The premise here is that we train for something, whether it be a team sport, martial arts, life in general. The criticism/joke relies on the idea that lifting weight, swinging fitness ropes, gymnastic hybrid movements, and any other fitness modality will provide a physical benefit in the “primary” sport/activity.
The importance of a particular sport is still abstract. Man picks up heavy object and carries it to designated line vs. Man takes wooden stick and hits leather-covered sphere thrown by other man. That the later activity (baseball, PLEASE let this have been your guess) generates huge interest worldwide and, subsequently, large amounts of money, does not make it any better as a competitive activity or sport.
Far from a being a philosophical-at-best discussion, this has real world implications.
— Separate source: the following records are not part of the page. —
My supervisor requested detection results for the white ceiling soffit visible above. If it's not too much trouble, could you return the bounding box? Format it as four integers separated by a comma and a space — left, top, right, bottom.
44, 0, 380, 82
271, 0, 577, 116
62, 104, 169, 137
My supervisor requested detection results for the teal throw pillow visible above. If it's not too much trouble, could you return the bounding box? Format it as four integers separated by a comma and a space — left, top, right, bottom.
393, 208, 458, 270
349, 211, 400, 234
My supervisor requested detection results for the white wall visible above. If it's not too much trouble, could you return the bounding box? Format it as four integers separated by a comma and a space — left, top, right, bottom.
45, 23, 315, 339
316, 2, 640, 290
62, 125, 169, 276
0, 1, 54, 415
For the ASD population, our cultural obsession with youth sports has spawned “Adaptive” soccer, baseball, and other sports leagues. Why sports? Because that’s what we do. Sports are popular and so kids should play them, so goes the idea that led us to where we are today with a highly inactive young population but plenty of soccer fields. For many individuals with autism, the very abstract concepts of game play (offense, defense, outs, strikes, goals, winning, losing) hold no value.
We can, in some cases, teach the rules or contingencies of game play, but spending two months teaching that after you hit/kick the ball you run to first base and then stay there, there!, THERE! while waiting for someone else to take their turn does no pass my cost/benefit analysis.
Teach movement. Good movement. Build strength and stability and motor planning. Make it reinforcing and, over time, something to be sought out independently. Build social connections through non-competitive activities and use competitive activities if/when applicable.
So yes, competitive Crossfit does hold to high esteem the “best exerciser,” but in fairness, football holds in high esteem the guy who can hit hard enough to elicit early-onset dementia.